Automating machine learning workflow with DVC

What data scientist / ML engineer wants to do while software engineers are busy with CI/CD.

Hongjoo Lee

Big Data Data Data Science Deployment/Continuous Integration and Delivery

See in schedule Download/View Slides

As software engineers work on CI/CD process as soon as they start a new project, data scientists and ML engineers define a pipeline for data as it flows through a typical workflow. Each step of the pipeline is fed data processed from its preceding step as CI/CD process starts from code changes.

"Pipelining ML project" is sometimes misleading as it implies a large project with a group of engineers working on some large systems , being considered to be hard for an individual and unnecessary for a small project.
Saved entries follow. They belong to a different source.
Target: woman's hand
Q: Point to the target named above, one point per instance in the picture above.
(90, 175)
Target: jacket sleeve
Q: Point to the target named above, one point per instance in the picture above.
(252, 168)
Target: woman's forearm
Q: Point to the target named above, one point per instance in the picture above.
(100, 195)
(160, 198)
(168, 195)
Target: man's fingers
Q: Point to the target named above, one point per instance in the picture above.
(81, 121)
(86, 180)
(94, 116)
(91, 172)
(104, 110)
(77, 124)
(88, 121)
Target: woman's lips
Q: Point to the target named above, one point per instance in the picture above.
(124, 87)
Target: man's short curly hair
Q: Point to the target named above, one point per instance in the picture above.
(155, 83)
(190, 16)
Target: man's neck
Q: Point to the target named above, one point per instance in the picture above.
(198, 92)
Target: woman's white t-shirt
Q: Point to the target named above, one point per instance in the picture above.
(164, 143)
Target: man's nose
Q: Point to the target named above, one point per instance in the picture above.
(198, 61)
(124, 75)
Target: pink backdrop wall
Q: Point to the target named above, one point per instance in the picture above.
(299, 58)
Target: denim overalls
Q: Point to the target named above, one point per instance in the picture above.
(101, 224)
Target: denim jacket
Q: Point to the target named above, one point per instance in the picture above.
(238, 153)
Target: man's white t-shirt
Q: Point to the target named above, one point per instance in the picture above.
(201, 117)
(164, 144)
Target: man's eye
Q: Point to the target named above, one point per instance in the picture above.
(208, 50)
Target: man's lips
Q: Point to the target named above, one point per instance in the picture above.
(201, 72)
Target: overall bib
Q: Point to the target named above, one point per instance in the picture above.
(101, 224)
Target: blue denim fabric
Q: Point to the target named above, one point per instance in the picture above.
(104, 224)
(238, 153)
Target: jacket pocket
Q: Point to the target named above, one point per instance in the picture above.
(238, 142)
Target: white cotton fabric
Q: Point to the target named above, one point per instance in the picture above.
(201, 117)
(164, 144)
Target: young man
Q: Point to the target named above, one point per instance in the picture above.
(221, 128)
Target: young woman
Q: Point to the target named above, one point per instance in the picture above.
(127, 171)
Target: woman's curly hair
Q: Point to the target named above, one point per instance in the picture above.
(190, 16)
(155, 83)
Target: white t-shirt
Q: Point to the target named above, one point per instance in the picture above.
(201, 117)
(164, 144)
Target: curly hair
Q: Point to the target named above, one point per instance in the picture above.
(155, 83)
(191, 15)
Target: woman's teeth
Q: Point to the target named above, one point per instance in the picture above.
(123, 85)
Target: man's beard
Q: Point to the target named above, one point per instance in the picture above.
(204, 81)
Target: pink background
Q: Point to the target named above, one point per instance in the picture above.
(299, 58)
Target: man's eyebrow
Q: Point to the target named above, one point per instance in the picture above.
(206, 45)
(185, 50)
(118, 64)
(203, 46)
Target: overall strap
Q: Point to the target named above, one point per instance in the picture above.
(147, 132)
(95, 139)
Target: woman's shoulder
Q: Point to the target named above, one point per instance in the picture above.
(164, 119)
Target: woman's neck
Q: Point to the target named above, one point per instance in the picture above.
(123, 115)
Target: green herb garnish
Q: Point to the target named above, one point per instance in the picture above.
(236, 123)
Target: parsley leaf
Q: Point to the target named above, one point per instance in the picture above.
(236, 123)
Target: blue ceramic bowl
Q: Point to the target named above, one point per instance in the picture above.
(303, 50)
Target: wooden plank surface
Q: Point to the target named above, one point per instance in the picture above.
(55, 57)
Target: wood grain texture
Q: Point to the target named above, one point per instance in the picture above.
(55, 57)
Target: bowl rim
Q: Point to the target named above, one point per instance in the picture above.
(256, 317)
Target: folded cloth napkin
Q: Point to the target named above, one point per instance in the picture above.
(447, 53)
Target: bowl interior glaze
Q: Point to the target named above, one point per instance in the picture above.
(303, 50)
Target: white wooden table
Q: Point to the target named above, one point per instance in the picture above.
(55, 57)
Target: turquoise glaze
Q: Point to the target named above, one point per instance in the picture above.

Regardless of its size, having well organized pipelines for any ML projects is essential to succeed and actually it could be done easily with utilizing a proper tool.

In this talk, we will go through a machine learning workflow divided into a few steps composing a ML pipeline from data ingestion to model deployment. Each step depends on data produced by previous step, which are controlled by DVC. DVC is open-source version control system for data scientist and ML engineer helping them to organize data, models and experiments for some ML projects. The presentation will not only introduce how to use the tool but also show how to organize a ML pipeline with some examples.

The goal of this talk is to motivate data scientists and ML engineer to start building machine learning pipeline with DVC. Audience might expect a guide to using DVC for automating the pipeline. Also I will give some explanation about concepts of machine learning related techniques necessary for understanding the pipeline.

This session is designed to be accessible to everyone in beginners level. Understandings of basic concepts of machine learning and version control system (preferably, Git) might be helpful but not mandatory for the audience.

Type: Talk (30 mins); Python level: Beginner; Domain level: Intermediate


Hongjoo Lee

SK Hynix

Hongjoo is a software engineer and machine learning engineer from Seoul, Korea. He recently developed Fraud Detection System based on machine learning technique for a startup company in fintech area. He started his industrial career as a software developing engineer from 2000. He holds MPhil degree in computer science and engineering from HKUST.